Interprétation excessive sans doute
mais qui a l'avantage de souligner la composante
socio-économique de l'agressivité
raciale. D'ailleurs, même s'ils ne la partagent pas, tous les
sociologues
s'accordent pour faire des contraintes sociales des
révélateurs du racisme ;
les individus « exploités » ou
simplement « frustrés »
tournent toujours leur
agressivité vers les minorités sans
défense. L'Allemagne hitlérienne polarisa
la révolte, née de la crise
économique, contre les juifs tenus pour en être
responsables. Même perfidie chez les exploitants d'Afrique du
Sud ou d'Amérique
qui cachent une politique de profit derrière l'alibi du
racisme antinoir.
Ce
sont surtout les
oppositions culturelles qui révèlent le racisme.

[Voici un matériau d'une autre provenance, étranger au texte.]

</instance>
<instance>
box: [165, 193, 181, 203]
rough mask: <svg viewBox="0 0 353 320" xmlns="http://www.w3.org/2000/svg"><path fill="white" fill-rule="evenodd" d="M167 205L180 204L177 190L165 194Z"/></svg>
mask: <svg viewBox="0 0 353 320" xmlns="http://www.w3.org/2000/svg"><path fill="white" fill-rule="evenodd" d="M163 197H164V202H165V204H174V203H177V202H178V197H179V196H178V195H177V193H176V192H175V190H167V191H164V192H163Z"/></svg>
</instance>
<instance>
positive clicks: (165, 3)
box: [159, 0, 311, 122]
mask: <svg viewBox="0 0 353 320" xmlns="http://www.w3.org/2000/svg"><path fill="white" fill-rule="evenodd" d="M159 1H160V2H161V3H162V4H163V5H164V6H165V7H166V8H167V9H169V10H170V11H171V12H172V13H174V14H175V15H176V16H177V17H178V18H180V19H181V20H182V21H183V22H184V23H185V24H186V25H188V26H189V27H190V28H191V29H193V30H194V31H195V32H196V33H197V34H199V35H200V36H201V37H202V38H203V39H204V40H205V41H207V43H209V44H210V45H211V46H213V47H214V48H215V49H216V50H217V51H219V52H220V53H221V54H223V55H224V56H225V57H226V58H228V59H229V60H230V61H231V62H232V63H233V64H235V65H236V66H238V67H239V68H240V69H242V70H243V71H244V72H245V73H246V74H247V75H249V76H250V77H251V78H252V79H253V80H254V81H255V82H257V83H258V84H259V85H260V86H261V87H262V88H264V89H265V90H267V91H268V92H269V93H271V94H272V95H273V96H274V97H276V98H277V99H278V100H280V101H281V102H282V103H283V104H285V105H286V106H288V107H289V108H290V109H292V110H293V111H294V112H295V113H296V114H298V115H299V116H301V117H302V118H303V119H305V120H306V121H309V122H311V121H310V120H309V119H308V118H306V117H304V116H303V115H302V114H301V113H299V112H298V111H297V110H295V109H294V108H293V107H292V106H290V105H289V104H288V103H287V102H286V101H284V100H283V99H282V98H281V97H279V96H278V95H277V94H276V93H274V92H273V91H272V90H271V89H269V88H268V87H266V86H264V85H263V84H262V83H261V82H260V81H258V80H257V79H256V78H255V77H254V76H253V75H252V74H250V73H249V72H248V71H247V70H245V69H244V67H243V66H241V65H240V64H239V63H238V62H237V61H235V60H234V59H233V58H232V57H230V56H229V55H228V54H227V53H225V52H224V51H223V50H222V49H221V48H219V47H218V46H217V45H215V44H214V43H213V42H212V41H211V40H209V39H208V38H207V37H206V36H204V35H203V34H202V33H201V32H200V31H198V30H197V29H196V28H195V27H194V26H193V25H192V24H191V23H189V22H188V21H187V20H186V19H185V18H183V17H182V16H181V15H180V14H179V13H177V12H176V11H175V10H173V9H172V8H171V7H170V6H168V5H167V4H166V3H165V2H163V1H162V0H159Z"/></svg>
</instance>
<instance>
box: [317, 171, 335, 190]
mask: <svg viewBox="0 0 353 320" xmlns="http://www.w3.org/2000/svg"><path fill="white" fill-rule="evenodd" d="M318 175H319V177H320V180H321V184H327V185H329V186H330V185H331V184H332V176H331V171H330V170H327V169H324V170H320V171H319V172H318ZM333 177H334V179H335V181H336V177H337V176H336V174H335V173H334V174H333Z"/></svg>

Toute culture implique un mode
de vie, un système de référence. L'un
et l'autre contribue à définir
l'identité
du groupe qui en fait — non un acquis — mais une
propriété de nature et
s'efforce de la préserver. Toute confrontation des cultures,
catalyse le souci
de protection du groupe et peut ainsi induire le racisme. Mais
à l'inverse, et
de façon assez curieuse, la dilution des cultures dans
l'égalitarisme croissant
des sociétés modernes fait également
naître un racisme, témoin du désir de
préserver le groupe d'une
homogénéisation susceptible de gommer ses
particularités propres. C'est en ce sens qu'on a pu
qualifier le racisme de «
fruit du siècle des lumières », image
qui n'est paradoxale qu'en apparence.
Au
total, il
apparaît que les mécanismes psychologiques du
racisme échappent par nature à
toute possibilité de maîtrise
définitive. Le racisme s'enracine dans
l'inconscient pour des motifs qui tiennent à l'histoire
affective de
l'individu. Motifs obscurs mais qui n'en sont que plus puissants,
empêchant le
raciste de renoncer à sa démarche même
s'il en perçoit intellectuellement la
fausseté. Il plonge par ailleurs au plus profond de
la culture des sociétés
servant de réponse aux frustrations qu'elles
secrètent.
Gardons-nous
donc
de verser dans l'utopie. Tout autant que nier l'évidence, il
est vain d'espérer
la disparition du racisme. Il faut au contraire compter avec la menace
constante qu'il fait peser sur le monde.
Face
au danger doit se poursuivre un combat inlassable. Non seulement en
dénonçant devant l'opinion tous les faits de
racisme, si mineurs soient-ils. Mais
par une mobilisation des esprits, une vigilance de tout instant, un
effort
personnel continu afin que — dans le respect de
l'altérité — se transmette
d'homme à homme un message de fraternité.